Over the past two days, both a French and a Dutch navy vessel carrying relief items have docked in Kingston’s harbour.
In the coming days, WFP plans to assist up to 200,000 people across the country through food assistance and cash transfers, which will be critical as Jamaica moves from immediate disaster response to longer-term recovery.
Cuba and Haiti Also Hit
Food distribution in Cuba has already reached 180,000 people in protection centres across the provinces of Granma, Santiago de Cuba and Guantánamo, according to WFP Country Director Etienne Labande.
He said WFP’s presence on the ground is “critical” to enabling rapid and coordinated assistance.
Meanwhile in Haiti, at least 30 people have died due to extreme weather linked to Melissa, authorities confirmed. An estimated 1.25 million people have been affected.
Relief efforts in Haiti are being further complicated by the ongoing humanitarian crisis and a security vacuum, with armed groups controlling most of Port-au-Prince.
“Recovery is a marathon, not a sprint,” Mr Labande stressed.
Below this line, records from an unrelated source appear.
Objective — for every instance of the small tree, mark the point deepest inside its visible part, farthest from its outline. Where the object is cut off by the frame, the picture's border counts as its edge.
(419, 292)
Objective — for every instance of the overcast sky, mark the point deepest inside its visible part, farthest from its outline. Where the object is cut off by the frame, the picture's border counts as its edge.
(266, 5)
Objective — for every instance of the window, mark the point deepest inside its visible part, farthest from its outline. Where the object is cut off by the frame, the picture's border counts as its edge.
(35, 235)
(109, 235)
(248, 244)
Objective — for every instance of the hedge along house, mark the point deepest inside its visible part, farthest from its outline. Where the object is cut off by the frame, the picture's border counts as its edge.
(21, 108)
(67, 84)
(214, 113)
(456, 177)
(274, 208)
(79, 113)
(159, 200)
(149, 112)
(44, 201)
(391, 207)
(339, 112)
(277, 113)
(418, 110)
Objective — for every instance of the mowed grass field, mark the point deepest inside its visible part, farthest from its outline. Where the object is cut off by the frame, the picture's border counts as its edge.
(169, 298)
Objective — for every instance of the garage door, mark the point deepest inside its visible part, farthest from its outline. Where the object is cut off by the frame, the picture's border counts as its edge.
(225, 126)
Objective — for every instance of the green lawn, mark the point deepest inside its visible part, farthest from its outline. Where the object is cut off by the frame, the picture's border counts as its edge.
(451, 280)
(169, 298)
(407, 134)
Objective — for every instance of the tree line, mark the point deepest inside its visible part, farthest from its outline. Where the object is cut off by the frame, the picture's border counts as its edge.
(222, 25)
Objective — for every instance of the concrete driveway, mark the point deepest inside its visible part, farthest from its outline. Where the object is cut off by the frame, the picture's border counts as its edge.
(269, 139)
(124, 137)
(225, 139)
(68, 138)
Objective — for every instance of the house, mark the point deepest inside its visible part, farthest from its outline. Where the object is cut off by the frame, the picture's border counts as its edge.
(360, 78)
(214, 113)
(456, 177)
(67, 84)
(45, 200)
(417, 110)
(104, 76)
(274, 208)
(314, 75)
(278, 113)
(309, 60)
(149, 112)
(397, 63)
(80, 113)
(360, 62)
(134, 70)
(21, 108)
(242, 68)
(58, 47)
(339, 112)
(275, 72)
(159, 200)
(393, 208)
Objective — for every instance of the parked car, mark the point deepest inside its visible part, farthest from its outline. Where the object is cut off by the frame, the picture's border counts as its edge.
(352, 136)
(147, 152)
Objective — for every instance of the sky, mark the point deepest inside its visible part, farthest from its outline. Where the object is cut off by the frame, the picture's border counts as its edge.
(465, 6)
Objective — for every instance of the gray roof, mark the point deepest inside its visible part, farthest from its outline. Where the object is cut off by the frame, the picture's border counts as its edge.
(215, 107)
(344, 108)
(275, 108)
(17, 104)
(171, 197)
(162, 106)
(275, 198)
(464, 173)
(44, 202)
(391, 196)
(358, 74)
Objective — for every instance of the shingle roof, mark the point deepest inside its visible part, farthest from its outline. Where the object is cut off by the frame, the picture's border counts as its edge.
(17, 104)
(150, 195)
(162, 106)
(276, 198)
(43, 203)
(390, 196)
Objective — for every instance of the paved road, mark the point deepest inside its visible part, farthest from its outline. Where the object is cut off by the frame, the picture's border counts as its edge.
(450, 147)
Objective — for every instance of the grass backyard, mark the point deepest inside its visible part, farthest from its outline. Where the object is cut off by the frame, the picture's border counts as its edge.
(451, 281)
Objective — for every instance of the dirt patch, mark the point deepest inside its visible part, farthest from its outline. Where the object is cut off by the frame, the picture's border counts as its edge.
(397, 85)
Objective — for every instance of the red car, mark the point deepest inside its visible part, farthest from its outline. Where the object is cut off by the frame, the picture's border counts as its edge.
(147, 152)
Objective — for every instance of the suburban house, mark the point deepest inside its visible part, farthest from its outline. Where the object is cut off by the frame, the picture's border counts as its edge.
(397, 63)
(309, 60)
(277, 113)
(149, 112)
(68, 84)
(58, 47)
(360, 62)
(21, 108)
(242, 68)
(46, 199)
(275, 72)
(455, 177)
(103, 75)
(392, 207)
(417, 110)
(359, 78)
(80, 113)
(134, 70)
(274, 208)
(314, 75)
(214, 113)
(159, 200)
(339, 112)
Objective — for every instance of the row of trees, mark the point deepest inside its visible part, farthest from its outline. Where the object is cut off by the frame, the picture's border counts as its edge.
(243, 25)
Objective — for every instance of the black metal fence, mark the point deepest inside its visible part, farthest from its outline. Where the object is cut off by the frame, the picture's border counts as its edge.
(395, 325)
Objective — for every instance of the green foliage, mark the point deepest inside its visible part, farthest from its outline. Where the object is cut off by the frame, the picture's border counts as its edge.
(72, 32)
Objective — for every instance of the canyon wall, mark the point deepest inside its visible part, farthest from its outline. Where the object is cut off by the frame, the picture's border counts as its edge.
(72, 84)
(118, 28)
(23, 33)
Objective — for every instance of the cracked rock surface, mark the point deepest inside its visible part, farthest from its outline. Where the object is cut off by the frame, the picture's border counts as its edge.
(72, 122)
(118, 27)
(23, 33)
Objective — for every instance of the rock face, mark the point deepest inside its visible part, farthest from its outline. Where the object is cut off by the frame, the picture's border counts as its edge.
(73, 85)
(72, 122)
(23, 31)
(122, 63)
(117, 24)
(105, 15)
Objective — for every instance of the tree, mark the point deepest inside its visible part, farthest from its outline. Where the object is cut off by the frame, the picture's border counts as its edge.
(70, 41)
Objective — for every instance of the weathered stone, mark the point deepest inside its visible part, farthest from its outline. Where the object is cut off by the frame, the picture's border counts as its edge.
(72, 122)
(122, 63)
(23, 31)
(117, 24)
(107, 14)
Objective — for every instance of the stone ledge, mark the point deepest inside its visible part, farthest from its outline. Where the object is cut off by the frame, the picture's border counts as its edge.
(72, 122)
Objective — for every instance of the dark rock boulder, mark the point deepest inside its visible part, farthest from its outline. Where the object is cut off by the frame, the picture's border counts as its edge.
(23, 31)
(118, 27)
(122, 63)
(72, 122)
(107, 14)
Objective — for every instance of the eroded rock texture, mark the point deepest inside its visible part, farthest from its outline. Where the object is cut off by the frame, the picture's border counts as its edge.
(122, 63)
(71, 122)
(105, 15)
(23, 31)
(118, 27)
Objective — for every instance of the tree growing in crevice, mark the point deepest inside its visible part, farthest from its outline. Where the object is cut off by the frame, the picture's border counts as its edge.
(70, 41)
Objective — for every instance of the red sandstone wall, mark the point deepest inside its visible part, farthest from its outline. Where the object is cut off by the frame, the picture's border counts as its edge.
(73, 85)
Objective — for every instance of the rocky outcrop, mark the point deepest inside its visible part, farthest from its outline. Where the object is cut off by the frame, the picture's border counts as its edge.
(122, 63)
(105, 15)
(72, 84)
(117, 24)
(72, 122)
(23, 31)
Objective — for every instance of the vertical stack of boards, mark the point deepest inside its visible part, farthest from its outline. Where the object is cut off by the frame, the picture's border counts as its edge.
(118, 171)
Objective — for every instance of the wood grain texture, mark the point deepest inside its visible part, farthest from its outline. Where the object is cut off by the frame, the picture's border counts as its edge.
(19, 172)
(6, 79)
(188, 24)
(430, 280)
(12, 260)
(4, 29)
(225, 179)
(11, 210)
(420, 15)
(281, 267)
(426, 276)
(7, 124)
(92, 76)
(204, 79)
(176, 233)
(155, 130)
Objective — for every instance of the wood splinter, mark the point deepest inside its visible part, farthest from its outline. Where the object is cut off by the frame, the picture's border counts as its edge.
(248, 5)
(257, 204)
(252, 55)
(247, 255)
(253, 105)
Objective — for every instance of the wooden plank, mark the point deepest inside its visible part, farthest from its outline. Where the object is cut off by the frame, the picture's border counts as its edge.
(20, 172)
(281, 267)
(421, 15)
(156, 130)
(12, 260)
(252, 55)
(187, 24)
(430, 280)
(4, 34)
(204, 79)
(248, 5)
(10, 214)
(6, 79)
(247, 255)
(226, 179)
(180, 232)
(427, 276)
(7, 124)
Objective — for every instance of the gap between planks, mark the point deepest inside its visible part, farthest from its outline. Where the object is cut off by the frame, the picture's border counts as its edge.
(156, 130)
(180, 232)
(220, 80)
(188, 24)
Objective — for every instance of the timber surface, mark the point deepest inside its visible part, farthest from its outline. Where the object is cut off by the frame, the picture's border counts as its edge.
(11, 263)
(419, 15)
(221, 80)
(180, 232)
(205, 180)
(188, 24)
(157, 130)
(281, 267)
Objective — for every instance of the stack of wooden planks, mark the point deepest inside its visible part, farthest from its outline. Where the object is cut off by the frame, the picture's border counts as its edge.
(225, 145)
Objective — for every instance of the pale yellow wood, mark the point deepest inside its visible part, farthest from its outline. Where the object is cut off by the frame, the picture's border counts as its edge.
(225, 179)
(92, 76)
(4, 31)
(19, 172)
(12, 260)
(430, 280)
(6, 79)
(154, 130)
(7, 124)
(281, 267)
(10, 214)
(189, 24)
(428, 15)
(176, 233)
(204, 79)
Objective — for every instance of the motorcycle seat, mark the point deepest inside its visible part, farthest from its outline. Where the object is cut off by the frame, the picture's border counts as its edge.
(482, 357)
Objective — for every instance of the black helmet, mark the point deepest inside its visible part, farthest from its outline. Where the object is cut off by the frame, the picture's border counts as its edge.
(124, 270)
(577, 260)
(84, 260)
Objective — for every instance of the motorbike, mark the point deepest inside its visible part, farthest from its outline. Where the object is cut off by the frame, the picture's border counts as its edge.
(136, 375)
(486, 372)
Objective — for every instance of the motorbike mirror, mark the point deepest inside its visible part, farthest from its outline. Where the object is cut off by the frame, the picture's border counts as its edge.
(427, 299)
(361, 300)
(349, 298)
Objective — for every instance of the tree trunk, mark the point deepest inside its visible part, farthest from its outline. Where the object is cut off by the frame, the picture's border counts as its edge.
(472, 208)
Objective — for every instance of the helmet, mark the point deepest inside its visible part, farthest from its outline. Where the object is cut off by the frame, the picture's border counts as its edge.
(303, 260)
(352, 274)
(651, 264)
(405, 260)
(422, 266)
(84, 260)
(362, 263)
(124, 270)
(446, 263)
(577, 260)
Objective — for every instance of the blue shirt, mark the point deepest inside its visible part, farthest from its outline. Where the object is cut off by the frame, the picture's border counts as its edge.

Despite severe funding shortages, access difficulties and logistical challenges, the UN and partners are assessing damage and scaling up assistance.
Urgent Funding Needed
A total of $74 million is urgently required to deliver life-saving support to up to 1.1 million people across the Caribbean and to coordinate emergency logistics and telecommunications in the wake of Hurricane Melissa.